Which scarcely matters. The very cover of Roscoes in the Night (Adventure House; $17.95), as reproduced from a pulp magazine in which Dan Turner had been a recurring character, bespeaks a throwback to an age that could not be bothered with social correctness, nor with apologies for lack of same. The scale of gender politics could never have been balanced by sending Dan Turner, or his creator, away for Sensitivity Counseling.
These things take time to evolve, and the only appropriate answer to hard-boiled fiction from the masculine sector is its equivalent from a womanly viewpoint. And I don't mean the thin-blooded daintiness of Agatha Christie.
Laurie Moore is hardly the first woman to meet the good ol' boys' club of crime authors, thoroughly well-armed, on their traditional turf. But she may be the contender most thoroughly aware of the No. 1 rule of hard-boiled talespinning: Anything can happen to anybody at any moment. More crucially, Moore understands that virile adventure need not be the exclusive province of the men-folk, and never mind the gender-specific nature of that adjective.Robert Leslie Bellem had his Dan Turner, who ranged Hollywood as a sleuth-for-hire during the glory days of Old Hollywood. Laurie Moore has her Cezanne Martin, a Fort Worth homicide detective who, like Dan Turner before her, has the damnedest habit of barging in on situations that might better be left undisturbed. Such qualities course through the dream-stream of popular fiction, and they are invariably more appealing than infallible heroism.
The Wild Orchid Society finds Cezanne Martin, fresh off a triumphant case whose sleazier particulars have embarrassed her superiors, busted to cold-case duty. Of course, the moment one of Moore's characters lays hands upon a dormant investigation, you know the thing is bound to re-heat itself to a rolling boil. There follows a connection to a perverse community, led by a predatory sadist who hasn't any better sense than to equate mayhem with entertainment. The detective hasn't any better sense than to infiltrate this den of deviants -- a fortunate thing, too, for without her fools-rush-in gumption there'd be no story worth the telling.
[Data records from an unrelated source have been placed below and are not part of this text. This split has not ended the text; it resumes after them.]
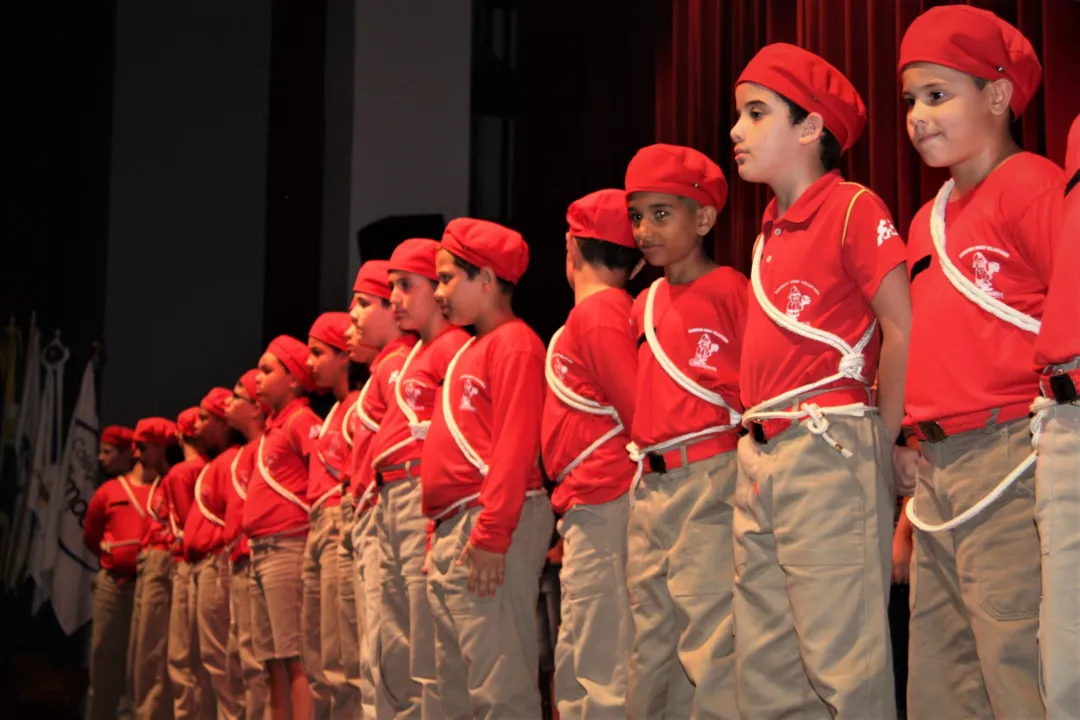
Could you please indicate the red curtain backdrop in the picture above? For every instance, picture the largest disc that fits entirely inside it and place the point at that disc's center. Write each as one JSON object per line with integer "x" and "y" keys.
{"x": 711, "y": 41}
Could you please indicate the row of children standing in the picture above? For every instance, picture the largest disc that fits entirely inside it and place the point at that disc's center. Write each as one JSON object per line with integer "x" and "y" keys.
{"x": 385, "y": 561}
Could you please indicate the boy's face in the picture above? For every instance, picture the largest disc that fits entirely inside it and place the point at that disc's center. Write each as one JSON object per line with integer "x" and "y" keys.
{"x": 327, "y": 364}
{"x": 240, "y": 408}
{"x": 949, "y": 119}
{"x": 765, "y": 138}
{"x": 412, "y": 300}
{"x": 667, "y": 228}
{"x": 460, "y": 298}
{"x": 273, "y": 383}
{"x": 374, "y": 322}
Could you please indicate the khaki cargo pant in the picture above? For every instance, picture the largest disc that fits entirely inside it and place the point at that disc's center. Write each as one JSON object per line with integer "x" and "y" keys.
{"x": 147, "y": 655}
{"x": 256, "y": 689}
{"x": 192, "y": 694}
{"x": 406, "y": 632}
{"x": 975, "y": 591}
{"x": 111, "y": 617}
{"x": 365, "y": 546}
{"x": 597, "y": 629}
{"x": 212, "y": 578}
{"x": 813, "y": 559}
{"x": 331, "y": 691}
{"x": 679, "y": 574}
{"x": 1057, "y": 517}
{"x": 487, "y": 654}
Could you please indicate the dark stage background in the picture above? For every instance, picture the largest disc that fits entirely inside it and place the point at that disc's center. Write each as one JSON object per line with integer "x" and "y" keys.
{"x": 572, "y": 89}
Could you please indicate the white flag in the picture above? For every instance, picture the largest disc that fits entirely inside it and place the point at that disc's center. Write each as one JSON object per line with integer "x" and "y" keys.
{"x": 18, "y": 540}
{"x": 72, "y": 565}
{"x": 45, "y": 471}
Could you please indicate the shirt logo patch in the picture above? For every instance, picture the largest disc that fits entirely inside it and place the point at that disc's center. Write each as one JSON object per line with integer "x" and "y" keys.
{"x": 470, "y": 386}
{"x": 706, "y": 347}
{"x": 886, "y": 230}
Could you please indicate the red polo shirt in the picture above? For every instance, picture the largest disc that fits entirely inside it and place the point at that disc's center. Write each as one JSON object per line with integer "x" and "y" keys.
{"x": 380, "y": 394}
{"x": 497, "y": 399}
{"x": 116, "y": 515}
{"x": 821, "y": 265}
{"x": 332, "y": 454}
{"x": 418, "y": 385}
{"x": 594, "y": 356}
{"x": 962, "y": 360}
{"x": 286, "y": 450}
{"x": 700, "y": 326}
{"x": 179, "y": 487}
{"x": 1058, "y": 340}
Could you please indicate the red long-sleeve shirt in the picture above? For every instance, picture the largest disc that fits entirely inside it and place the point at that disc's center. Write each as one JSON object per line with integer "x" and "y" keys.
{"x": 497, "y": 399}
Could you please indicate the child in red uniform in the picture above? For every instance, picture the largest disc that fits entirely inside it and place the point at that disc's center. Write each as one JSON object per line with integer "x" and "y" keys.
{"x": 328, "y": 364}
{"x": 586, "y": 416}
{"x": 148, "y": 674}
{"x": 113, "y": 527}
{"x": 980, "y": 255}
{"x": 815, "y": 502}
{"x": 1057, "y": 472}
{"x": 115, "y": 454}
{"x": 187, "y": 676}
{"x": 482, "y": 484}
{"x": 275, "y": 521}
{"x": 406, "y": 635}
{"x": 375, "y": 329}
{"x": 246, "y": 415}
{"x": 689, "y": 334}
{"x": 204, "y": 548}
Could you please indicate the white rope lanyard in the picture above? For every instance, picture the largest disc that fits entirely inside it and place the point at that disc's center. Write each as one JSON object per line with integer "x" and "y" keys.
{"x": 418, "y": 430}
{"x": 852, "y": 362}
{"x": 1002, "y": 312}
{"x": 210, "y": 515}
{"x": 576, "y": 402}
{"x": 638, "y": 453}
{"x": 274, "y": 485}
Had Moore found herself at large in the day of Robert Leslie Bellem, she'd probably have given the established writers of that era a run for their money. She might have found it necessary to assume a masculine-sounding pseudonym, or to employ a male character as her protagonist. She would have found, perhaps, a readier market for her fiction - the pulp magazines' circulation ran past the tens of millions -- and when the pulps died out during the 1950s she'd probably have retrenched successfully into the new realm of paperback-novel originals.
Moore's entrepreneurial nature - as a practicing attorney, a self-starting novelist and a credentialed peace officer -- dictates that she must create a professional environment in which she, and her storytelling muse, can thrive.
Bellem, by contrast, probably could not survive if he should re-surface as an author of the competitive here-and-now. The pulp magazines in which Bellem held forth were like found money for a writer with the simple ability to make a typewriter smoke. And when the pulps cratered, as John Wooley writes in an introduction to Roscoes in the Night, "guys like [Bellem] had to look for other sources of income." The operative phrase here is look for, as opposed to creating one's moneymaking device. (Bellem retrenched into early-day network television, as a writer and editor.)
Each of these books stands on its merits, and on its vivid, verbose evocation of a time and a place. Their proximity to one another underscores the lasting nature of the hard-boiled school of crime fiction. That the books also should share ties to Fort Worth -- where Moore bases her parallel careers, and where Wooley is a mainstay of the Cowtown Society of Western Music - only intensifies their appeal to a readership attuned to rooting for the home team.